3 — 09:30 — OR with a White Hat : Evidencing Privacy Vulnerabilities in ML Models
We present an optimization-based reconstruction attack that can effectively recover a dataset used to train a random forest model. Our approach utilizes information readily provided by random forests trained with scikit-learn. We frame the dataset reconstruction problem as a combinatorial optimization problem with a maximum likelihood objective and rely on constraint programming to solve it. Our extensive experiments reveal that random forests trained with feature randomization but without bootstrap aggregation are highly vulnerable to complete dataset reconstruction, even with very few trees. When bootstrap aggregation is used, most of the data can still be reconstructed. These findings underscore a critical vulnerability inherent in widely adopted ensemble methods, warranting attention and mitigation.
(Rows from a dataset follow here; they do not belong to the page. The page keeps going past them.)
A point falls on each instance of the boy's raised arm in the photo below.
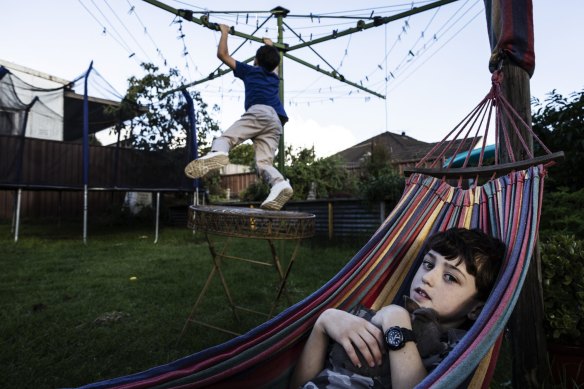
(222, 49)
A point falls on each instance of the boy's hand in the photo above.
(352, 333)
(392, 315)
(224, 28)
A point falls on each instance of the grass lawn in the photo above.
(75, 313)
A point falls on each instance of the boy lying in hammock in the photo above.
(454, 281)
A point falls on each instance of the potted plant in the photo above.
(562, 260)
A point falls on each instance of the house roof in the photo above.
(401, 148)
4 — 10:00 — SMLE: Safe Machine Learning via Embedded Overapproximation
During the last decade Machine Learning systems, in particular Neural Networks, have witnessed a tremendous impact over a wide range of domains, becoming a pervasive technology in our society. Despite their success, however, they still lack formal guarantees on their behavior, representing crucial requirements for their adoption in safety-critical scenarios, such as autonomous driving or aircraft collision avoidance. This is why a wide range of frameworks have been proposed to formally verify safety properties in state-of-the-art AI systems. These methods essentially rely either on Optimization and Searching or on Reachability Analysis. The former perform exact verification in a declarative fashion, suited also for certifying hybrid symbolic and subsymbolic systems, but usually fail to scale to real-world use cases. The latter adopt algorithmic approaches able to offer increased tractability, but often at the price of sacrificed completeness.
In this work, we contribute to bridge the gap between these two paradigms by introducing a novel framework, called SMLE (Safe Machine Learning via Embedded overapproximation), and consisting in equipping the learning model with an independent trainable overapproximator, which can be much simpler than the main model, given that its complexity is completely customizable by the user. Therefore, this auxiliary model can serve as a surrogate to facilitate the verification of safety properties, either in post-hoc phase, or immediately at training time via Projected Gradient Descent or Penalty Methods, hence enabling the construction of safe-by-design systems.